Durante muitos anos, em situações desse tipo de condicionamento da aptidão para o trabalho, a expressão "trabalhos moderados" era comum. Apesar de durante a formação especializada dos médicos do trabalho, pelo menos na ENSP, essa recomendação ser fortemente desincentivada, essa "figura" era então muito frequente. Tal poderá, entre muitos outros determinantes, ter deixado de ser mencionado na ficha de aptidão, mas também é possível que tenha continuado a ser comunicado na expressão oral em iniciativas de comunicação interna, uma vez que ainda é referido por alguns trabalhadores, como me foi dito recentemente.
Atentemos nessa recomendação. O que são "trabalhos moderados"? Obviamente, o conceito de moderação terá sido criado, essencialmente, para trabalhos com grandes exigências físicas (o que até meados do século XX se denominava "trabalho braçal") e que, infelizmente, ainda continua a ser referido em alguns contextos.

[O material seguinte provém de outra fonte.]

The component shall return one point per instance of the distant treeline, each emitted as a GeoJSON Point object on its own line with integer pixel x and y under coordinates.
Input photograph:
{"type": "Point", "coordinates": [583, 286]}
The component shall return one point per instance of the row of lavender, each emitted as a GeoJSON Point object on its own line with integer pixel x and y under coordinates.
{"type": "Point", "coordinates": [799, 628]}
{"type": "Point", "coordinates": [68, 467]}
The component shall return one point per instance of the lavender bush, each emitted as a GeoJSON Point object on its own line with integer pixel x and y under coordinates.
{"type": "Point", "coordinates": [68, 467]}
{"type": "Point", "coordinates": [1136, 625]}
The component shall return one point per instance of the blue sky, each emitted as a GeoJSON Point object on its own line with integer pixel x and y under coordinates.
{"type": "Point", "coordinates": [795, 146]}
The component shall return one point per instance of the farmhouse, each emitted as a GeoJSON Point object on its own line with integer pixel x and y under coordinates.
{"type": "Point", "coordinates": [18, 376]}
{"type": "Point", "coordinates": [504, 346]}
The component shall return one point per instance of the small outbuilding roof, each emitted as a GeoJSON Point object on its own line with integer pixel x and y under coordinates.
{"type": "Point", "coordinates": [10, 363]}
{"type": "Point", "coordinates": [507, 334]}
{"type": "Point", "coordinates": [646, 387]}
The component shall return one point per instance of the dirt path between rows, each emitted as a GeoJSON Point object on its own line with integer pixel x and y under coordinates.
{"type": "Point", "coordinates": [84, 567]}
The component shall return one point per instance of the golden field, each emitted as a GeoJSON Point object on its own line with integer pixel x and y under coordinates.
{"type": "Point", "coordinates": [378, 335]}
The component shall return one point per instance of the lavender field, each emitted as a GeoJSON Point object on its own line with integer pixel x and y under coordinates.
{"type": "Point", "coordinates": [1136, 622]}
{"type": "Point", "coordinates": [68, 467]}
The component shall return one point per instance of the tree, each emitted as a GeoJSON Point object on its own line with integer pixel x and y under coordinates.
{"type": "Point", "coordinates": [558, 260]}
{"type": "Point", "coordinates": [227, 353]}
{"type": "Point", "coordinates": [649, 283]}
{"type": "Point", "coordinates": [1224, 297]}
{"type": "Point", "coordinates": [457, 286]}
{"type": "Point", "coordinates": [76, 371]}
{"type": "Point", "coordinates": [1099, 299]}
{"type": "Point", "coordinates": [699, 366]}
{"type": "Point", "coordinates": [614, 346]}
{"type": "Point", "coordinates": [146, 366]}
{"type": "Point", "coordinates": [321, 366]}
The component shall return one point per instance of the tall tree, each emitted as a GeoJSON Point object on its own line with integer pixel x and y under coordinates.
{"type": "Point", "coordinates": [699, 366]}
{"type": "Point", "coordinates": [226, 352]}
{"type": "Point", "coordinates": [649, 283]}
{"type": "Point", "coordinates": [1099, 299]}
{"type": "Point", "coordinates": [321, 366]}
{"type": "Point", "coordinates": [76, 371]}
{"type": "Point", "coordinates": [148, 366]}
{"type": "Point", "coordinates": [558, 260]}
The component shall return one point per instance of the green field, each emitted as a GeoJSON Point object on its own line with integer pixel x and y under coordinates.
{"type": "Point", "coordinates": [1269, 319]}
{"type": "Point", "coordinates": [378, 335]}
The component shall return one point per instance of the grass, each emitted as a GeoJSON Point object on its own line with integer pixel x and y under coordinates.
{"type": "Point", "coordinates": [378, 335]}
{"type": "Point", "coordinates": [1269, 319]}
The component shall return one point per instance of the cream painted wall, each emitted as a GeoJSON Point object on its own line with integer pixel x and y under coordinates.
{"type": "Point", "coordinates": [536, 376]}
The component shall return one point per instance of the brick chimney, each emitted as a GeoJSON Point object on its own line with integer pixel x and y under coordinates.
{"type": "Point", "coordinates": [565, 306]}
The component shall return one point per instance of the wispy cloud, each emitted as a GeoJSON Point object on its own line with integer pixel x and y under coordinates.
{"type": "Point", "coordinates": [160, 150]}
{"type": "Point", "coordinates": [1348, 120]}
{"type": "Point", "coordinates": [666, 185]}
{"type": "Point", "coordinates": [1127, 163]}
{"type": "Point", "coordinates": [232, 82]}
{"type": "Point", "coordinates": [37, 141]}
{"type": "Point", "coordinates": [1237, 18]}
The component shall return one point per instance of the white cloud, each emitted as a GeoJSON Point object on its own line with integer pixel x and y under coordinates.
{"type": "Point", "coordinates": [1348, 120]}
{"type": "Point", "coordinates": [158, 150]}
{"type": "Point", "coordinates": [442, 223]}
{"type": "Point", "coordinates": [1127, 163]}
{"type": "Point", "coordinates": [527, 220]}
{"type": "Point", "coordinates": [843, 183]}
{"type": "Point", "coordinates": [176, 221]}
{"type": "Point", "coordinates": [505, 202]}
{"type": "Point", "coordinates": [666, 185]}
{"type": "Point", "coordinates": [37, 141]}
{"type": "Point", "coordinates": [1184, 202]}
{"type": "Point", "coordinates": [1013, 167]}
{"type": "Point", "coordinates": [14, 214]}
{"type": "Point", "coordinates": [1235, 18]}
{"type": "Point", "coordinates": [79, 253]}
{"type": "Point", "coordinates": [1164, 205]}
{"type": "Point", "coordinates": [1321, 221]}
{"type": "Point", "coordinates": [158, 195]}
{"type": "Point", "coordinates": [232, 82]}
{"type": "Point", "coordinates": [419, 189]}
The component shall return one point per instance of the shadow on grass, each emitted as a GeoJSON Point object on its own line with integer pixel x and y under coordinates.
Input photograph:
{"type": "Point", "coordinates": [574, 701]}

A perspectiva seria de alguma moderação dessas exigências face a alguma limitação do trabalhador para a sua actividade habitual.
Será possível o conceito de melhoria ser entendido por todos da mesma forma?
Poderá o que é moderado para uns ser entendido, por outros, como excessivo?
Existirá alguma "escala" mensurável de "trabalhos moderados, do tipo: muito, pouco ou medianamente moderados"?
Não fará sentido, conhecido bem o trabalho realizado e as suas exigências, determinar, em alternativa, as tarefas que podem ser realizadas (e/ou as que não devem ou não podem ser)?
Certo, certo, é que a aptidão para o trabalho constitui o "core business" da Medicina do Trabalho e deve ser o mais rigorosa que for possível, adequando a capacidade "restante" do trabalhador às respetivas exigências do trabalho. A referência evocada aos "trabalhos moderados", seja em que circunstância for, não parece ser a melhor maneira de expressar esse rigor. No entanto, se essa referência por trabalhadores se mantém, terá, por certo, alguma razão para isso.